Streaming Runtime
The streaming runtime allows execution of functions on streams of messages, permitting more complex interactions than the simple request / reply used by the core or knative runtimes.
Install
The Streaming runtime is not installed with riff by default. See the getting started guide for how to install the prerequisits and riff Build in your Kubernetes environment.
You can then install the Streaming runtime and it's dependencies using the following:
kapp deploy -n apps -a keda -f https://storage.googleapis.com/projectriff/release/0.6.0-snapshot/keda.yaml
kapp deploy -n apps -a riff-streaming-runtime -f https://storage.googleapis.com/projectriff/release/0.6.0-snapshot/riff-streaming-runtime.yaml
NOTE: Not all invokers support streaming. Invokers conforming to the full invoker specification can be used with the streaming runtimes, while some can't. In particular, the command invoker does not support streaming.
Gateways
When using the streaming runtime, messages flow between functions using streams, which are backed by some concrete messaging system, such as Kafka. Gateways abstract away the protocol details of concrete messaging systems (riff uses liiklus to that effect), as well as the way to provision topics/queues corresponding to each stream.

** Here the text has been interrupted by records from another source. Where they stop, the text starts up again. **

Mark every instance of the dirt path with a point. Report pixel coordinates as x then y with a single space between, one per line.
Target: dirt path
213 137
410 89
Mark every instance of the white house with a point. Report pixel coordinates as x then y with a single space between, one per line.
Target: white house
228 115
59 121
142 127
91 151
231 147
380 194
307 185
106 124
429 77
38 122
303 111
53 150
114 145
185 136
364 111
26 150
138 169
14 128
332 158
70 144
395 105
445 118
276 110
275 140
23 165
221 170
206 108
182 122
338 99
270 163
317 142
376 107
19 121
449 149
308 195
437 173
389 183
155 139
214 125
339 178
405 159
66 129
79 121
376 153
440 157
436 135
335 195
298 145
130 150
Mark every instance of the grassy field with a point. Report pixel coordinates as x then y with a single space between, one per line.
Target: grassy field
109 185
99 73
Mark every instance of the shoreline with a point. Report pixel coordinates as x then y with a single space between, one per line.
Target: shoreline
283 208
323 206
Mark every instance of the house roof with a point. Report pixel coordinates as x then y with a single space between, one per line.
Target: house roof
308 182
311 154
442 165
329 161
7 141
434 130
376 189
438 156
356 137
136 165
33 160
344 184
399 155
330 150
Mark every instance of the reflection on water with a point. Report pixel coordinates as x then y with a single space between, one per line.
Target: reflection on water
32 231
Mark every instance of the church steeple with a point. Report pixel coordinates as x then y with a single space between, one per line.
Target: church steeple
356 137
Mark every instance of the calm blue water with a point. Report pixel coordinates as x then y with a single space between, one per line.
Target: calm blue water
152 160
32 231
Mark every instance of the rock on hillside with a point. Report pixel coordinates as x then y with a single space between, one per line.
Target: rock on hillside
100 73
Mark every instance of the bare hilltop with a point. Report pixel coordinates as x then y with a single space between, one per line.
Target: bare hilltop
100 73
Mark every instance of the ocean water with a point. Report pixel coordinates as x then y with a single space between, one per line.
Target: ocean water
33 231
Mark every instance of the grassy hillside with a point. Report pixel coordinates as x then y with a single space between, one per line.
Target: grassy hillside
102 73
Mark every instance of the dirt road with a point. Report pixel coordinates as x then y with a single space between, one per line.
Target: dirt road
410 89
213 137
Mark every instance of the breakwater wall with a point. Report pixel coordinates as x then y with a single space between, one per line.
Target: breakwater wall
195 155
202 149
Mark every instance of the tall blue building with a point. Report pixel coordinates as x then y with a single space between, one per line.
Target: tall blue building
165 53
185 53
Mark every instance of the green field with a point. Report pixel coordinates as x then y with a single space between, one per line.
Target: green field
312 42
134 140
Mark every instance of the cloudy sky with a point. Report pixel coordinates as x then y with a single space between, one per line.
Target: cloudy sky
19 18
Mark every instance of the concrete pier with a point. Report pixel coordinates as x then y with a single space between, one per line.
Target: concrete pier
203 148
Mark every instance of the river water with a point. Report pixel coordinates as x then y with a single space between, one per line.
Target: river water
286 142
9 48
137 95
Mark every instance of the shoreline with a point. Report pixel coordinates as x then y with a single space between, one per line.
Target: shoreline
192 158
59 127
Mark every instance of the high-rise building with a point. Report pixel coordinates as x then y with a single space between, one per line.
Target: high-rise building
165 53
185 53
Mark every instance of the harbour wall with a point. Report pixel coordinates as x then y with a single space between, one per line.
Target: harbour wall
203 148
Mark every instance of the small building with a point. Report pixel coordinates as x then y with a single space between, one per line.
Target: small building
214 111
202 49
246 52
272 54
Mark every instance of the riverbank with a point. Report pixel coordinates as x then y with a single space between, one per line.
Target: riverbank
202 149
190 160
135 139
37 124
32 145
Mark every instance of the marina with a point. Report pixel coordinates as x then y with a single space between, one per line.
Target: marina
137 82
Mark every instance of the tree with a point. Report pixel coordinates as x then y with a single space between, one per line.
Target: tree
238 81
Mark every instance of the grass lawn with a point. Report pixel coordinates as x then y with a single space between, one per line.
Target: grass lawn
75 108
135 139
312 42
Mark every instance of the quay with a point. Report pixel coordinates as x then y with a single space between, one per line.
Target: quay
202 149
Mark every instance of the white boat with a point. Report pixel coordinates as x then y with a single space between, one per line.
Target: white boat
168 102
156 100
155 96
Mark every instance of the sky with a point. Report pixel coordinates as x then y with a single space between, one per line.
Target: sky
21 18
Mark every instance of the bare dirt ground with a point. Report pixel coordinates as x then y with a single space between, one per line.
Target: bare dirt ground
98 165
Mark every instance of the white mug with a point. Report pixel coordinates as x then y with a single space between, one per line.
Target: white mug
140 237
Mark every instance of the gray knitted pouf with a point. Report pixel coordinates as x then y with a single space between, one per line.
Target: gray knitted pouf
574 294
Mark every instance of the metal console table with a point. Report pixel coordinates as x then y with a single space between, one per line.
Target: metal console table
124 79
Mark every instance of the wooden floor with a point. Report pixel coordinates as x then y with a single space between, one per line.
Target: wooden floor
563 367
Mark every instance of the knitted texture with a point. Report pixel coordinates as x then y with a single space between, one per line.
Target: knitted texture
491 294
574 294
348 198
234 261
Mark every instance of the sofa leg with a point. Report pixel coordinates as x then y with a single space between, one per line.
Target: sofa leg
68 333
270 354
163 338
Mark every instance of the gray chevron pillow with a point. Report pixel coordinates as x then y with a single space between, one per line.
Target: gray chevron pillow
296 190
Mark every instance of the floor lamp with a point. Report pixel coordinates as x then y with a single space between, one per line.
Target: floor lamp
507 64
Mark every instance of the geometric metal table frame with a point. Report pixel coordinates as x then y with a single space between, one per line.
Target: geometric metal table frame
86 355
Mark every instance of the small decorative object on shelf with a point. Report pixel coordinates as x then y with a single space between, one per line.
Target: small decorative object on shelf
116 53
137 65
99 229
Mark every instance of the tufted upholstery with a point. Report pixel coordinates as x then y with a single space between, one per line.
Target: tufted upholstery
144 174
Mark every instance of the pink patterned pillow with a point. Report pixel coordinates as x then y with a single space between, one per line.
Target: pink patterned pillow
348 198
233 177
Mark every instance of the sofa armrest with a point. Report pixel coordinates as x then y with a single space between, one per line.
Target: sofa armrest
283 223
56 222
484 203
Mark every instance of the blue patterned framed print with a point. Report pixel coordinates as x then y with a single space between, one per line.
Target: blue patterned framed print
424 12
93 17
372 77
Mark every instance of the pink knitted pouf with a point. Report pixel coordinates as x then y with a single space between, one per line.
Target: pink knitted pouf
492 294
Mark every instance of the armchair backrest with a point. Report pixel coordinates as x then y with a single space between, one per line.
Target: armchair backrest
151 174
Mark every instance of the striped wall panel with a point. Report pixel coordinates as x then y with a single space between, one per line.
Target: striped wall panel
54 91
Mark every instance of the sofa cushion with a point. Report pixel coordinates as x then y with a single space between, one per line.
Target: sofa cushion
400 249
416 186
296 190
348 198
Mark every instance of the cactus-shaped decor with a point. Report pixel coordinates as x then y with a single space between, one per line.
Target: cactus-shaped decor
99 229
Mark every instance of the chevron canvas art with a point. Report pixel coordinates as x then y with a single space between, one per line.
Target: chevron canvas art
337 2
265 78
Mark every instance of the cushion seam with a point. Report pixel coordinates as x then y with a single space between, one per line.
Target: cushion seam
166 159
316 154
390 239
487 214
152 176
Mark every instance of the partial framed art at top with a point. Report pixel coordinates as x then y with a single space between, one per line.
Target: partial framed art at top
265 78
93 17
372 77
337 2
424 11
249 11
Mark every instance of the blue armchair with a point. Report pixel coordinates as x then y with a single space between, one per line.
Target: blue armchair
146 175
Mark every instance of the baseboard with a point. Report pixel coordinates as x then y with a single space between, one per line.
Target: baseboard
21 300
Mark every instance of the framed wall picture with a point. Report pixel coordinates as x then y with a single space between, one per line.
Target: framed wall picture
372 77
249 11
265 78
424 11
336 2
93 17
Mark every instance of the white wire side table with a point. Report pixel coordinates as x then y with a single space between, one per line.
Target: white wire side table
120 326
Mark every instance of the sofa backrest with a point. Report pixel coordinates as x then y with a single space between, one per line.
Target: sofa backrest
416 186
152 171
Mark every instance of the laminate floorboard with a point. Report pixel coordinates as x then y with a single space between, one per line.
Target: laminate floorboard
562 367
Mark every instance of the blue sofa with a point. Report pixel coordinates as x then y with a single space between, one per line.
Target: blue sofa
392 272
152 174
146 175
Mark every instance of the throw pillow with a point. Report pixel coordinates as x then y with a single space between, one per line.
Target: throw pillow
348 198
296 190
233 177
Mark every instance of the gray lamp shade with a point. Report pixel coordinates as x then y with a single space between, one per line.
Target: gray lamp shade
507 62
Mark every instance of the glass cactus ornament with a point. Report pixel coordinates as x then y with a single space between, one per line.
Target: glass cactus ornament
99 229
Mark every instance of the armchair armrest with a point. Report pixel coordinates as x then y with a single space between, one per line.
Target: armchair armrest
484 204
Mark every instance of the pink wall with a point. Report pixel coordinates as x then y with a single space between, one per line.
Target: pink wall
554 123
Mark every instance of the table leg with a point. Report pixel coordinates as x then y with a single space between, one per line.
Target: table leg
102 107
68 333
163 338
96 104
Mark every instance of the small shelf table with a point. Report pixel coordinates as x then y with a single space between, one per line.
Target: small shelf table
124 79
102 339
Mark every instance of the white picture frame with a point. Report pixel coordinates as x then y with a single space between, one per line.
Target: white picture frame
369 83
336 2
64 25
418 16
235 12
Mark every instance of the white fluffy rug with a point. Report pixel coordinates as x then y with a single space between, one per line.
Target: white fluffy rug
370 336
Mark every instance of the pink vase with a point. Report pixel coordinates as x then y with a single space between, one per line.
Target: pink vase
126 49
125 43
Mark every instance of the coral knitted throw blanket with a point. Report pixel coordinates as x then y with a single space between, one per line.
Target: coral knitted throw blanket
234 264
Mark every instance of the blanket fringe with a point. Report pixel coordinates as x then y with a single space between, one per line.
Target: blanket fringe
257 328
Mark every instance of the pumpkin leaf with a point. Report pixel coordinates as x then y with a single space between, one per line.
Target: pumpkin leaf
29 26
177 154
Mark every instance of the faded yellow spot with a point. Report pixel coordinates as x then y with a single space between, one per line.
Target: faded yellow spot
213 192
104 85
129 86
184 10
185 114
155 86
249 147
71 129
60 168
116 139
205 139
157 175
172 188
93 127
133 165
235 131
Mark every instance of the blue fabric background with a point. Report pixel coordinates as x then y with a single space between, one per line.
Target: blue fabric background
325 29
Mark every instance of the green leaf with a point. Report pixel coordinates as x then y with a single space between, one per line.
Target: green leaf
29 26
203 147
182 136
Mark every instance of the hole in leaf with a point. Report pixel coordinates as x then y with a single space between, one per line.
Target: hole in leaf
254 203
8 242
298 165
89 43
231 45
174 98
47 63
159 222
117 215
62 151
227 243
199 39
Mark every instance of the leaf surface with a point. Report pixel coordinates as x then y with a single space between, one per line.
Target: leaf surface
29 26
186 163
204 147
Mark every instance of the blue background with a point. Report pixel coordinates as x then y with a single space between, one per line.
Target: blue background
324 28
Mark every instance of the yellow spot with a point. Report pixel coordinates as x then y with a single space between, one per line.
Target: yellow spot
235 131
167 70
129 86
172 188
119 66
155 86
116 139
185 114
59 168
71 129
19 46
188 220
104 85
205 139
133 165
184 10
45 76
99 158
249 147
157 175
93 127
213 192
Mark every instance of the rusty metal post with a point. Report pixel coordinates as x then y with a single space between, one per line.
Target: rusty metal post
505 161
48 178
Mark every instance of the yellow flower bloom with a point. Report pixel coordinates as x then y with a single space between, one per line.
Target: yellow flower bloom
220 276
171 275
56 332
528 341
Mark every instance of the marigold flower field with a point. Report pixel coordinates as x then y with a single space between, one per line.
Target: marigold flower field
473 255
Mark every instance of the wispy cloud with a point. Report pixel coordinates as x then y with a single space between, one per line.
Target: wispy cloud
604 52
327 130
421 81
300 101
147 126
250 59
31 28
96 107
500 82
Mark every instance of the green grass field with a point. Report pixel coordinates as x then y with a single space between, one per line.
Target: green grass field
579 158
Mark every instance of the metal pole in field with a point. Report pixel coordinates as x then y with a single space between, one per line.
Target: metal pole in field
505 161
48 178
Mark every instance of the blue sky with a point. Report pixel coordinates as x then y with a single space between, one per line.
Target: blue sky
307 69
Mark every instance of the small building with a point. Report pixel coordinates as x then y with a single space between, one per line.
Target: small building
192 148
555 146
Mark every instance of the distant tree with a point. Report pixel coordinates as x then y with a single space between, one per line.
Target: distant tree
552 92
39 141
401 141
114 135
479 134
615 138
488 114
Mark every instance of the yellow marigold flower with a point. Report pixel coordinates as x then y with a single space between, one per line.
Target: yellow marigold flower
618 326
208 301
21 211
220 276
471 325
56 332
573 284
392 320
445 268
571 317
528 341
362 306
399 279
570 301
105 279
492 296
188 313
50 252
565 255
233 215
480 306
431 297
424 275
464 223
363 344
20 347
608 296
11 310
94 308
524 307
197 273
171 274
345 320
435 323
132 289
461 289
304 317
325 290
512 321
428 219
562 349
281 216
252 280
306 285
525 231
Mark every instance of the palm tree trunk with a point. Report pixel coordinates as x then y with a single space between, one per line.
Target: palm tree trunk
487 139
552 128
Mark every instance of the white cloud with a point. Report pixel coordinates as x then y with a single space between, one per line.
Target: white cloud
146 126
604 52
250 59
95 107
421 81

Gateways are namespaced resources and manage streams in their own namespace. They typically target their own messaging system, but are implemented in such a way that two different gateway instances could use the same broker (e.g. the same Kafka cluster) without interference. Conversely, functions can interact with streams managed by two (or more) different gateways.
The reconciliation of some gateways is taken care of by the riff streaming runtime, while it is expected that extension gateways may be handled by custom controllers. The configuration needed by each kind of gateway varies greatly depending on the backing message broker. For both of these reasons, creation of an instance of a gateway is not carried out via the riff CLI, but rather "manually" using yaml files. Additionally, the installation of concrete message brokers (inside or outside the cluster) is out of scope of this document.
KafkaGateway
As of riff 0.5.x, one kind of Gateway available is KafkaGateway, which maps each riff stream to a Kafka topic.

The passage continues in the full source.